Publié en 2010.
Résumé : Flavia de Luce, détective en herbe impertinente, malicieuse et intrépide est de retour pour de nouvelles aventures. Rupert Porson un célèbre marionnettiste de la BBC est de passage dans le village et sa jeune assistante Nialla semble avoir des choses à cacher. De plus, d'étranges choses se déroulent, qui a volé les attaches-pantalons du révérend ? Pourquoi est-ce que le petit garçon des fermiers s'est-il pendu il y a cinq ans ? Et surtout qu'est-ce que cache le marionnettiste qui ne semble lui non plus pas très net...Mon avis : J'ai découvert cette série l'année dernière, quand le premier volume : Les étranges talents de Flavia de Luce sont sortis et que Méloë me l'a offert. Je l'ai lu rapidement après mais je n'ai pas fait de billet dessus pour une raison plutôt simple. J'avais bien aimé, mais je n'étais pas assez rentrée dedans et n'avait pas accroché autant que je le voulais. A vrai dire je ne pensais pas non plus écrire sur ce volume, non pas qu'il ne m'ait pas plu, mais plutôt qu'encore une fois il ne m'ait pas autant plu que je l'aurais souhaité. Et voilà un vrai mystère ! Tout me plaît dans ces livres, les personnages, l'écriture, l'ambiance, les paysages, l'enquête et pourtant je n'arrive pas à accrocher à fond. Peut-être parce que j'en attends trop ? Je ne sais pas, mais en tout cas ça m'agace un peu. Cependant, j'ai vraiment passé un bon moment avec ce ouvrage et j'ai toujours dans la tête les paysages humides des alentours de Buckshaw, du laboratoire de Flavia, etc.
Faisons tout de même une rapide présentation de la série, garantie sans spoiler comme d'habitude. Nous sommes en 1950 dans un petit village anglais, Flavia a onze ans et vit dans le manoir de Buckshaw avec ses deux sœurs et son père. Mais Flavia n'est pas une enfant ordinaire, à onze ans elle a déjà dévoré toute la bibliothèque scientifique de son grand-oncle décédé et chimiste. Elle a même investi son laboratoire pour mener ses propres expériences. Ses préférées ? Synthétiser des poisons. Mais il se passe des choses curieuses à Bishop's Lacey, un marionnettiste ambulant est tombé en panne devant le cimetière, il court des rumeurs sur un enfant retrouvé pendu voilà quelques années...

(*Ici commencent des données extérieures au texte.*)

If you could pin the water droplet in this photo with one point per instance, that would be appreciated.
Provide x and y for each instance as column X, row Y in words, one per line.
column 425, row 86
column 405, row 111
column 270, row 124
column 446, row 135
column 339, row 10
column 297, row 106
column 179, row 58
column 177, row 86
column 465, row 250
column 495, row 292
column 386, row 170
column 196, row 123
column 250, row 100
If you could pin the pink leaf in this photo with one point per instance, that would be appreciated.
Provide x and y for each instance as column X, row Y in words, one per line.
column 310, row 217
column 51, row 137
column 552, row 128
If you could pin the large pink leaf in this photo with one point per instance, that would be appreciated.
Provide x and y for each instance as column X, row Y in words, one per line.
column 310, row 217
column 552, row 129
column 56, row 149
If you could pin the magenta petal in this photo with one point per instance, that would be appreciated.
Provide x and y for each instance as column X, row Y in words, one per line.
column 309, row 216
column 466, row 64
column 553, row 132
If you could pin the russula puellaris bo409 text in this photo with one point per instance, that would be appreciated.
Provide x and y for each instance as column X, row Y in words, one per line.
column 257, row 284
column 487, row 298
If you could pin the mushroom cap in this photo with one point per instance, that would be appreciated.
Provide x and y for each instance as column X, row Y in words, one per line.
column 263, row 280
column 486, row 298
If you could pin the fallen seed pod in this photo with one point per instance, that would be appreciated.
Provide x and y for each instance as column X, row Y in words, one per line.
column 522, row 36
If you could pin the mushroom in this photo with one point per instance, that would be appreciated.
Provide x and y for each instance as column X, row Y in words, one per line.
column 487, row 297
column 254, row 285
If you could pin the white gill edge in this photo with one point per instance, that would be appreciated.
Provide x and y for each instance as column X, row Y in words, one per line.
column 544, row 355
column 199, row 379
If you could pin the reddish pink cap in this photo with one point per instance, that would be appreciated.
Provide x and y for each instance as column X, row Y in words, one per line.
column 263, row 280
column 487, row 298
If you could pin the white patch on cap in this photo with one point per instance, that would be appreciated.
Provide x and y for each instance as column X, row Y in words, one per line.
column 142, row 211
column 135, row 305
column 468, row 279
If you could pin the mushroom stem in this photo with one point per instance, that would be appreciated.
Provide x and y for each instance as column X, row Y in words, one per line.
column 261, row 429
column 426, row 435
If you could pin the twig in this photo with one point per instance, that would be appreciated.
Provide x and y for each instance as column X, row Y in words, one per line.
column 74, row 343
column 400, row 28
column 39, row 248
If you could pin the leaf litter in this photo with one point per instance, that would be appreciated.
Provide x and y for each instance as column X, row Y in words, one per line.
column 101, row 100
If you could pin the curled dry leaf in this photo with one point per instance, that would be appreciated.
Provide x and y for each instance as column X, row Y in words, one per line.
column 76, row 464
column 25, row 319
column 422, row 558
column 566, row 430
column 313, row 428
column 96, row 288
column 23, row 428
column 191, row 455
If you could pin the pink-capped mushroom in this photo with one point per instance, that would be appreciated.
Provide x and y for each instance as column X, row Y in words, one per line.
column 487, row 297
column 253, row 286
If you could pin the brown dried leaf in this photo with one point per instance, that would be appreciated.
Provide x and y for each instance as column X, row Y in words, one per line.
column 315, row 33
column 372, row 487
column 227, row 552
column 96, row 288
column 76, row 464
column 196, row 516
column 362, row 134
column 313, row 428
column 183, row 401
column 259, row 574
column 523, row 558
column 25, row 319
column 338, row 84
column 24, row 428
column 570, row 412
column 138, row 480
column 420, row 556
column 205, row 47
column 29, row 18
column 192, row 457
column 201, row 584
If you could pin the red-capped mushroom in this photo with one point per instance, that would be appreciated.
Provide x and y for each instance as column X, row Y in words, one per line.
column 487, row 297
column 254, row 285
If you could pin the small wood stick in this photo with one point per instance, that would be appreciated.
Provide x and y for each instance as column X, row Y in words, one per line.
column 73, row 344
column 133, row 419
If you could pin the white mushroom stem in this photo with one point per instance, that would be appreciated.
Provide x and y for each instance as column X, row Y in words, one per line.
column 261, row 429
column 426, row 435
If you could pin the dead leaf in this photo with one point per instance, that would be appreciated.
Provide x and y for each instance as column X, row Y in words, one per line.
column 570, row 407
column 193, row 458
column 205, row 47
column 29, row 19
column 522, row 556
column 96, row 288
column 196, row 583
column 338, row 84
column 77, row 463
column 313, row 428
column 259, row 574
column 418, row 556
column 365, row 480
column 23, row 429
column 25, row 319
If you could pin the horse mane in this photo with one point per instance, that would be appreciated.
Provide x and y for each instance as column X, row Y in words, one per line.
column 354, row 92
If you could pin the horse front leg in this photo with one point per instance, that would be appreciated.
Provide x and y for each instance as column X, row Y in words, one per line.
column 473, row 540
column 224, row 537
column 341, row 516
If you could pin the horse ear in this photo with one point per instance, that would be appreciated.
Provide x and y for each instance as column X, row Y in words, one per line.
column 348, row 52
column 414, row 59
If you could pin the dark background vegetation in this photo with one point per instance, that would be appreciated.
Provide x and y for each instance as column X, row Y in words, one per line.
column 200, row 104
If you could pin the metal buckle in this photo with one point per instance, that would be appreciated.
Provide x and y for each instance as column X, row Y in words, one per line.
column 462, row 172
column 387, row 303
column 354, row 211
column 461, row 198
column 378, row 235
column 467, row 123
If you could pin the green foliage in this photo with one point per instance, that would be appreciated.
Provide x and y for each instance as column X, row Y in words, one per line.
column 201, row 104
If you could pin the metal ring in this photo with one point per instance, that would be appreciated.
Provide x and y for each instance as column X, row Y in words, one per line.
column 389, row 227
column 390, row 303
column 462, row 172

L'écriture d'Alan Bradley est vraiment chouette. On la reconnaît, elle a quelque chose de travaillé, au contraire par exemple de celle de S.J. Watson dans mon précédent billet. J'ai noté des tas de passages drôles et ou intrigants. Par cette écriture on entre vraiment dans le personnage de Flavia, les formules chimiques, les descriptions de réactions chimiques sont imbriqués dans la narration et cela ne gène pas du tout, même si ça peut quand même être compliqué à comprendre pour de plus jeunes lecteurs. Avec cette écriture on entre aussi dans l'époque ; cela ne fait pas du tout reconstitution à la sauvette et les multiples références livresques, picturales, de politique aussi parfois permettent d'envisager la vie à l'époque. Flavia est aussi tout simplement très drôle et caustique. Je n'imagine pas autrement l'enfance de Sherlock Holmes (et de Méloë non plus à vrai dire, les meurtres en moins j'espère).
L'ambiance est donc géniale et le personnage de Flavia également ; j'apprécie également les autres, à savoir ses sœurs (même si ce sont des vraies pestes et que je ne comprends pas pourquoi Flavia croit encore à leurs mensonges ou s'en offusque), la cuisinière cancaneuses, le père philatéliste complètement dans les choux ou Dogger le majordome-jardinier (je l'aime vraiment beaucoup celui-ci).
L'enquête prend son temps pour s'installer et elle vraiment plaisante à découvrir, même si jusqu'à la venue d'un certain évènement on se demande bien quelle est l'enquête du jour. Cependant la résolution ne m'a pas convaincue, trop rapide par rapport au roman qui prend son temps pour développer son intrigue. Et surtout la façon dont s'est expliqué... je ne sais pas, j'ai du mal d'imaginer Flavia, une gamine de onze ans qui doit faire 1 mètre 12 parler à des policiers comme elle le fait ou faire ce qu'elle fait, bien qu'elle soit qui elle est à savoir un petit génie. Je lirais cependant le troisième volume avec plaisir (ça tombe bien, il sort en novembre prochain).
En deux mots : Une lecture très agréable. Flavia est un personnage attachant et curieux, l'enquête est passionnante et même si la fin ne m'a pas trop convaincue, j'attends la suite avec plaisir.
Traduit de l'anglais par Hélène Hiessler.